# My Standard Spark Session!

# Python libraries:
import os
import sys
import re
from dateutil import parser
# import datetime
from datetime import datetime
from datetime import date
import builtins
import json
import functools
import operator
from itertools import product

# Numpy & Pandas!
import numpy as np
import pandas as pd
pd.options.display.float_format = '{:20,.2f}'.format
pd.options.display.max_columns = None

# Spark!
from pyspark import SparkContext
from pyspark.sql.functions import *
from pyspark.sql.types import *
from pyspark.sql.window import *
from pyspark.sql import SparkSession, Row


spark = SparkSession.builder.appName("myapp").getOrCreate()

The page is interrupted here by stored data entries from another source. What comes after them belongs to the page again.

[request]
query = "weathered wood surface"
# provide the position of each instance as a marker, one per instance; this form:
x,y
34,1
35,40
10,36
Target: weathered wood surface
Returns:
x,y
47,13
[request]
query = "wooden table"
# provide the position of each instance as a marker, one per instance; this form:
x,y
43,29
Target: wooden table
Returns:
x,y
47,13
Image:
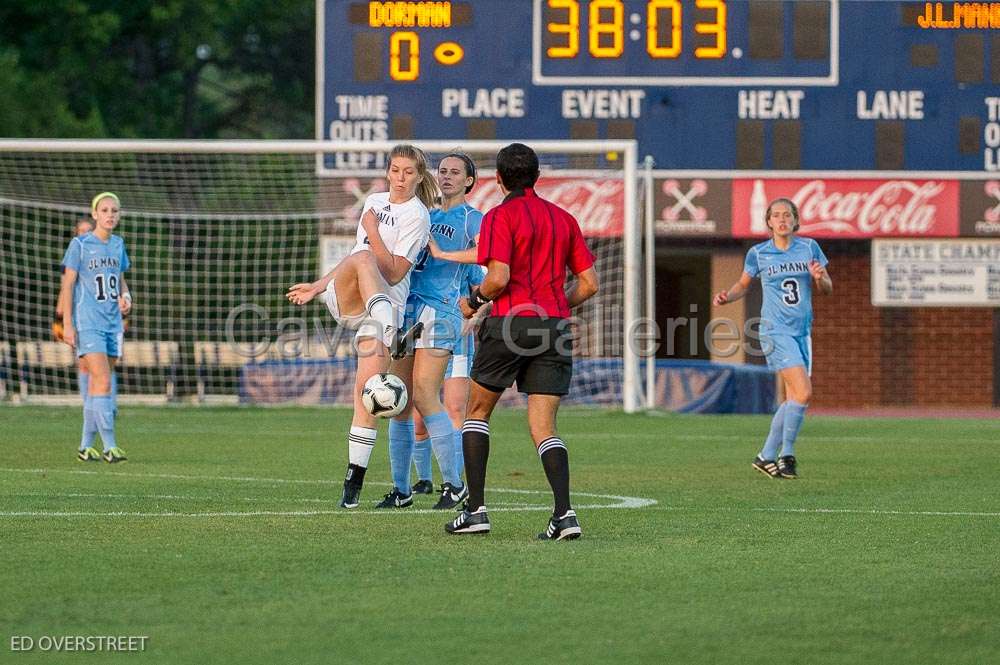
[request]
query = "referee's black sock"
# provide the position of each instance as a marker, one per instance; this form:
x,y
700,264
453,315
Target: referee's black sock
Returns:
x,y
476,448
555,461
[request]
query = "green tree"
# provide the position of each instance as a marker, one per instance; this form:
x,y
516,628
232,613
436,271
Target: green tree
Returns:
x,y
157,68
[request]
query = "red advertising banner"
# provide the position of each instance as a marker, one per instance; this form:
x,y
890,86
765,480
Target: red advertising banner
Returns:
x,y
835,208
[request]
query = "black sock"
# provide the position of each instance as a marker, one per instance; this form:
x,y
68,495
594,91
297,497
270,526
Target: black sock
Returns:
x,y
555,461
355,474
476,448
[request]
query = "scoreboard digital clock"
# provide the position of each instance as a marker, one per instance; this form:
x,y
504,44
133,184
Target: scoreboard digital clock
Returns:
x,y
700,84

#     spark = SparkSession.builder.master("yarn")\
#     .config("spark.executor.instances", "32")\
#     .config("spark.executor.cores", "4")\
#     .config("spark.executor.memory", "4G")\
#     .config("spark.driver.memory", "4G")\
#     .config("spark.executor.memoryOverhead","4G")\
#     .config("spark.yarn.queue","Medium")\
#     .appName("myapp")\
#     .getOrCreate()

sc = spark.sparkContext
spark.conf.set("spark.sql.sources.partitionColumnTypeInference.enabled", "false")
spark.conf.set("spark.debug.maxToStringFields","true")

%load_ext autoreload
%autoreload 2
# The autoreload extension is already loaded. To reload it, use:
#  %reload_ext autoreload


# mylib:
my_library = os.path.expanduser('~/.myconfigs')
my_spark = os.path.expanduser('~/spark2_dfanalysis')
sys.path.append(my_library)
sys.path.append(my_spark)


from shared.app_context import *
from builder.DataFrameBuild import *

ctx = ApplicationContext("Dev-Job")

DFB = DataFrameBuild(ctx.spark)

print("%16s  %s" % ("Python Version:",sys.version))
print("%16s  %s" % ("Python Path:",os.path.dirname(sys.executable)))
print("%16s  %s" % ("My Python Libs:",my_library))
print("%16s  %s" % ("My Spark Dir:",my_spark))
print("%16s  %s" % ("My Spark Ctx:",ctx.spark))
# print(ctx.spark)
# print(os.listdir(my_spark))
# print(sys.path)
# print("\n")

 Python Version:  3.6.1 |Anaconda 4.4.0 (64-bit)| (default, May 11 2017, 13:25:24) [MSC v.1900 64 bit (AMD64)]
    Python Path:  C:\Users\d810216\AppData\Local\conda\conda\envs\my_root
 My Python Libs:  C:\Users\d810216/.myconfigs
   My Spark Dir:  C:\Users\d810216/spark2_dfanalysis
   My Spark Ctx:  <pyspark.sql.session.SparkSession object at 0x0000016736A53390>

my_dir = os.path.dirname(os.path.abspath('__file__'))
print(my_dir)

C:\Users\d810216\spark2_dfanalysis\notebooks\dev

Let's pretend someone gave us some car sales!

df1 - first set
df2 - second set

num = 100000


df1 = DFB.arrays_to_dataframe(
    [DFB.build_array("string",num=num,width=8),
     DFB.build_array("integer",num=num,nrange=(1,4)),
     DFB.build_array("integer",num=num,nrange=(1,12)),
     DFB.build_array("double",num=num,nrange=(0.0,10000)),
     DFB.build_array("double",num=num,nrange=(0.0,25000)),
     DFB.build_array("double",num=num,nrange=(500,2000)),
     DFB.build_array("double",num=num,nrange=(1200,2700)),
     DFB.build_array("double",num=num,nrange=(0.0,7500))],
    ['passwords','quarter','month','tenthousand','msrp','discount','tax','upgrades'])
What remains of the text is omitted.